Poor people suffer most from famine, drought and disease, she said.
“This is antithetical to the story of creation, that God’s children would be destroyed by failure to steward the Earth and serve His people,” Abrams said.
Moore’s sermon was posted May 19 and centered on Romans 8:18-22, part of a letter from the Apostle Paul to the Christian community in Rome.
“I consider that the sufferings of this present time are not worth comparing with the glory about to be revealed to us,” part of the verses read. “For the creation waits with eager longing for the revealing of the children of God.”
To Moore, these words inspire hope for victory over the climate crisis.

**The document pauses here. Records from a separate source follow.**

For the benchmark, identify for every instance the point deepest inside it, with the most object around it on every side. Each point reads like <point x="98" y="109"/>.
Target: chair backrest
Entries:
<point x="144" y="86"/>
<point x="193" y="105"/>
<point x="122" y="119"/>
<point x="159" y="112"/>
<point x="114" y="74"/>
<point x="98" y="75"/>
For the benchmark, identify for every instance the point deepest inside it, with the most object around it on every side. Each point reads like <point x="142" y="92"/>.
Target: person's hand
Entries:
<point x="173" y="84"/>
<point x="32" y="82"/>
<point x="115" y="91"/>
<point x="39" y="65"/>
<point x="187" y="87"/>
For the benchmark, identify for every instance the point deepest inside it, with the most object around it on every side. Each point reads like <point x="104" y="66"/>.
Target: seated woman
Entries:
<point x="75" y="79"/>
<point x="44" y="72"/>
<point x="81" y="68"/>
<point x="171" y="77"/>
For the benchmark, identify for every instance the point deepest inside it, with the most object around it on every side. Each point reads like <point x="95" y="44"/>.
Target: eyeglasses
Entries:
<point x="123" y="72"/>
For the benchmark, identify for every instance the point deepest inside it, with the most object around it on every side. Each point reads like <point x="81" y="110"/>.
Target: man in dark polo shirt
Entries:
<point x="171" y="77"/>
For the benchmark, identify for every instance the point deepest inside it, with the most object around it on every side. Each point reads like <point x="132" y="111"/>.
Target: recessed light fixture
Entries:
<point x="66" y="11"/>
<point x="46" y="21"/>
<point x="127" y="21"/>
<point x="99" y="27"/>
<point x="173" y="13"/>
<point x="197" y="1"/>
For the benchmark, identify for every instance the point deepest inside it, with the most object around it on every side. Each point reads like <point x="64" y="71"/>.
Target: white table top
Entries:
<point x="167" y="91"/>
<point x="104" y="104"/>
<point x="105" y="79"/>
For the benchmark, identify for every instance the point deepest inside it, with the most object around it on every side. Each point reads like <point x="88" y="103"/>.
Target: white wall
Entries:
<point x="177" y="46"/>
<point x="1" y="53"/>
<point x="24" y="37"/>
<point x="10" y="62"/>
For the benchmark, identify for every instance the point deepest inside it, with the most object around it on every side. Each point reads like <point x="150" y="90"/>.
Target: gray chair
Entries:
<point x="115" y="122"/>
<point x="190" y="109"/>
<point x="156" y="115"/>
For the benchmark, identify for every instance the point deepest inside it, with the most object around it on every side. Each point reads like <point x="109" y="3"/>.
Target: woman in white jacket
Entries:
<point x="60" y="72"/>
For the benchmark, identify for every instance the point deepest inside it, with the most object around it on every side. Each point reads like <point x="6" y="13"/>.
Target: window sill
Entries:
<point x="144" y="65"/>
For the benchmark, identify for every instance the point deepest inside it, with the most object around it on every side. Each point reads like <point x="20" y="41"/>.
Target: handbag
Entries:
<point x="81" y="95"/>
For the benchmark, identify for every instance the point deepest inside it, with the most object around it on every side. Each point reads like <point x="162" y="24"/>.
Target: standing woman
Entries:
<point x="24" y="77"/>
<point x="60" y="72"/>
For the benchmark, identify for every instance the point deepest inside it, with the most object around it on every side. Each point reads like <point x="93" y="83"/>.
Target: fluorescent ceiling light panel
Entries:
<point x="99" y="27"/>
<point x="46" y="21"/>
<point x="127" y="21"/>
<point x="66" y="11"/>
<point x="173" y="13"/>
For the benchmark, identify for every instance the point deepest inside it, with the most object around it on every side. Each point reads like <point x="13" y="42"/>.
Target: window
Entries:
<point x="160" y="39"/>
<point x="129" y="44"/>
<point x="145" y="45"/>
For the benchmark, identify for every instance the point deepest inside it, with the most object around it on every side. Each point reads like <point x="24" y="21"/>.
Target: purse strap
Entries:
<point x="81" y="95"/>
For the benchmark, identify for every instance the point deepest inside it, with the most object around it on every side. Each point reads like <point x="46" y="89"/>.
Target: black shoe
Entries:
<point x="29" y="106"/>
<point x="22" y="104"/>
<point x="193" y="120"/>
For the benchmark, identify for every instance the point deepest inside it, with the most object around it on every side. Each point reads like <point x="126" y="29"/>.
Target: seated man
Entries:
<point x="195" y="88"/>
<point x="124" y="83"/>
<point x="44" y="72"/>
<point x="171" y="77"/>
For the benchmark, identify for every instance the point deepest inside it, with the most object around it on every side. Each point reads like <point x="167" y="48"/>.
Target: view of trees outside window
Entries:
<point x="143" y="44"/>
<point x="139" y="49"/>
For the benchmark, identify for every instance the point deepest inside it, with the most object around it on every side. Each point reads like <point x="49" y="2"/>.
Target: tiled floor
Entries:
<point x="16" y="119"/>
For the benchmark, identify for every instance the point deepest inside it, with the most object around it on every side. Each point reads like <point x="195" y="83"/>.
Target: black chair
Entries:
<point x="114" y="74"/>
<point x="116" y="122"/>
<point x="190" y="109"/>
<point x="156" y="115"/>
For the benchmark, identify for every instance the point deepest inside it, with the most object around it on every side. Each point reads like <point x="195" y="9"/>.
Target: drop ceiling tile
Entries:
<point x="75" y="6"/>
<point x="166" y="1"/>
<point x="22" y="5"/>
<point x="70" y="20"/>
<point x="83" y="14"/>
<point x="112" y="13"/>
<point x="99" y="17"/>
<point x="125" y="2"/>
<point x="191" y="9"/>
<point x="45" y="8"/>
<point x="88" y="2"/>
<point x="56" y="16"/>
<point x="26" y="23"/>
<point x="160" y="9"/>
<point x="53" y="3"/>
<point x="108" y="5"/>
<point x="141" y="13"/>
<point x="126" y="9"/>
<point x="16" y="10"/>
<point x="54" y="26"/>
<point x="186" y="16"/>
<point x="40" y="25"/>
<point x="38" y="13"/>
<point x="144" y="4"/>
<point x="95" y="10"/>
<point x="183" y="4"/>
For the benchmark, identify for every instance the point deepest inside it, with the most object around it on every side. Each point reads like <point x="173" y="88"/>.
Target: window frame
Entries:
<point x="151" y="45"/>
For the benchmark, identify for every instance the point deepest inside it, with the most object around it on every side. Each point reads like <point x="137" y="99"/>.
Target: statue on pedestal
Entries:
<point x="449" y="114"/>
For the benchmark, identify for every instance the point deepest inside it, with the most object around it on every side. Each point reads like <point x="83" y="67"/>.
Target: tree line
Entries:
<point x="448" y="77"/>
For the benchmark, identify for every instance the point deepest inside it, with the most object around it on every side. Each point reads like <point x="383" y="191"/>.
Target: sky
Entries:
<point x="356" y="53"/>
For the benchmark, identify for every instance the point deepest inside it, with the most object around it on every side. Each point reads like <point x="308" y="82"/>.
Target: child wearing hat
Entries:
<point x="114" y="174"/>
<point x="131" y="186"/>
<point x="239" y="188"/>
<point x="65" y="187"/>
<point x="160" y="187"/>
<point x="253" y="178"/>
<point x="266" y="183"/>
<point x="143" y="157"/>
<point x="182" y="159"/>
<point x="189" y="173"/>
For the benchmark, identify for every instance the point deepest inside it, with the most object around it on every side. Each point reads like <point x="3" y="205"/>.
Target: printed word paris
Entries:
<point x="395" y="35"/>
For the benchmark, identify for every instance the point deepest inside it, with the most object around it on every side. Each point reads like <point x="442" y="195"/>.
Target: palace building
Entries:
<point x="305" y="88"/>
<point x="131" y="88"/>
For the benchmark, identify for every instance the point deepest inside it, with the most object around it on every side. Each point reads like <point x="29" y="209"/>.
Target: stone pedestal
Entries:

“Remember the circumstances of the first century,” Moore said. “A narcissistic national leader had co-opted the religious leaders; instigating horrendous policies that kept them both in power, but also compromised practices of justice. … This is a system established to make some rich and make the rest of us pay for it.”
But Paul’s letter to Christians in Rome “reminded us that what we see now is not what we get later,” Moore said. “For it tells us that Jesus’ death was real. But, Jesus’ death was not final.”
Therefore, there is hope for overcoming environmental challenges, she said.
“Whatever happens, God’s got this,” Moore said. “From the very beginning, humanity has been destined to an abundant life. Granted a seat at the banquet table. Invited into an incorruptible future. God’s long-term game plan has always been global.”
Hand, who gave a short welcome speech to introduce the May 20 session, urged participating preachers to make sure they care for themselves.
“We talk about all of the front-line personnel,” she said. “We, too, are on the front lines in faith. … We are the folks that will provide care, and to come alongside people in their deepest valleys — that’s you and that’s me.”
United Methodist activists must also share the load, Abrams said.
“Redemption must find its warriors in the seasoned activist, the worried grandparents and the teenager seeking a voice,” she said. “The warriors who fight the good fight, they must grab the hand of the unemployed and the unacknowledged and the unseen.”
Abrams added that “silence in a revolution is a dangerous thing. It suggests complacency and defeat and complicity.”